In one study, a set of participants wrote a brief essay about a time in childhood when they didn’t have much, while a second set wrote about growing up having a lot. Afterward, the researchers presented both groups with a problem that required using Bubble Wrap in different ways. People assigned to the scarcity group had better solutions compared to the abundance group.
Why might thinking about scarcity lead people to view their resources more expansively? With abundance, people treat resources as what they appear to be on the surface, utilizing them in traditional ways. But when embracing scarcity, they give themselves freedom to use resources in new ways. Imagine the upside of a weekend full of “nos” — it’s likely to be one occupied with new experiences: invented games, a family dance party or time spent outdoors.

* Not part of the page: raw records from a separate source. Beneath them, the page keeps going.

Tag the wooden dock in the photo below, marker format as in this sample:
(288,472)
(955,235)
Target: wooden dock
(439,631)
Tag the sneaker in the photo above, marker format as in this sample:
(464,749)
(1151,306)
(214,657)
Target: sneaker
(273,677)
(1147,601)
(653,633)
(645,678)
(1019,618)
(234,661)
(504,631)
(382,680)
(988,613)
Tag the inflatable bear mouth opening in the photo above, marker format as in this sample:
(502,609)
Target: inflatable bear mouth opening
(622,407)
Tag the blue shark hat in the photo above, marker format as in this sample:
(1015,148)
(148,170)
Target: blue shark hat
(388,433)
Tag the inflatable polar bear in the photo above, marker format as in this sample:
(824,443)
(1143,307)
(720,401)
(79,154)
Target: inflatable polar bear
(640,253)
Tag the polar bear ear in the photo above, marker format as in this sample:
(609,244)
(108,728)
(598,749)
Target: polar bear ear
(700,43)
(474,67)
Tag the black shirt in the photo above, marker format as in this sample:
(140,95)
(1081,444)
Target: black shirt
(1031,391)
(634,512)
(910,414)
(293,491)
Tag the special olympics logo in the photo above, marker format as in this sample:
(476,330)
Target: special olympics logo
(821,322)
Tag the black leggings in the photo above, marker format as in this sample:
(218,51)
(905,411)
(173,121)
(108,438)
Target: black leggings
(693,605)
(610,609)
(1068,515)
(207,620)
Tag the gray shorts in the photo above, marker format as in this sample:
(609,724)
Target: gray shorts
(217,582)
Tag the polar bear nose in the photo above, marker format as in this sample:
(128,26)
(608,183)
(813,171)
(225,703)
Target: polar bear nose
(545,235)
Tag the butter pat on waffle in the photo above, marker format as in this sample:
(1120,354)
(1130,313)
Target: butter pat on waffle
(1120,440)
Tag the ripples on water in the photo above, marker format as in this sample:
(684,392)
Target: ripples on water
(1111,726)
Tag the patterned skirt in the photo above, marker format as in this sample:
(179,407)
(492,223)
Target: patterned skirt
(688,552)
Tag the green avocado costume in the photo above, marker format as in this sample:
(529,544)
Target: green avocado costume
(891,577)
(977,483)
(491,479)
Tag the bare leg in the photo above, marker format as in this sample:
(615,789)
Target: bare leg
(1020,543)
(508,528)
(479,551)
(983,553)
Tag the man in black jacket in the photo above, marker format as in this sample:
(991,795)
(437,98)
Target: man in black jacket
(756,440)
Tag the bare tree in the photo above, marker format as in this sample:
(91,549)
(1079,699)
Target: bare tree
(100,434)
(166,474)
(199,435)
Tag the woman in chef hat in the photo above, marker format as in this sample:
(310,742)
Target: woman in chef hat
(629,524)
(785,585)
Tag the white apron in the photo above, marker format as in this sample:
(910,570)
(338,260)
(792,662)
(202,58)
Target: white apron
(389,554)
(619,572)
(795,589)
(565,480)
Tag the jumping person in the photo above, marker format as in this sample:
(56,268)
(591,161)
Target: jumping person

This strategy has worked wonders for our family, and I received the ultimate compliment after my older daughter’s most recent birthday party. It was “the best day of my life,” she gleefully told me. Instead of paying for a party, we had a scavenger hunt in a nearby park where we asked the kids to scour the area to find things they could use to solve challenges, like making containers to protect an egg from a 10-foot fall. There were three teams of kids, each with their unique combination from a variety of materials, including newspaper, cups, leftover Halloween jack-o’-lanterns, dirt, cotton and Bubble Wrap. The kids, naturally resourceful when we let them be, had a blast. And no eggs were broken.
All was good until we got home. “Can I open my presents now?” my daughter asked. “Yes,” I hesitantly replied. I’ll have plenty of other chances down the road for my next no.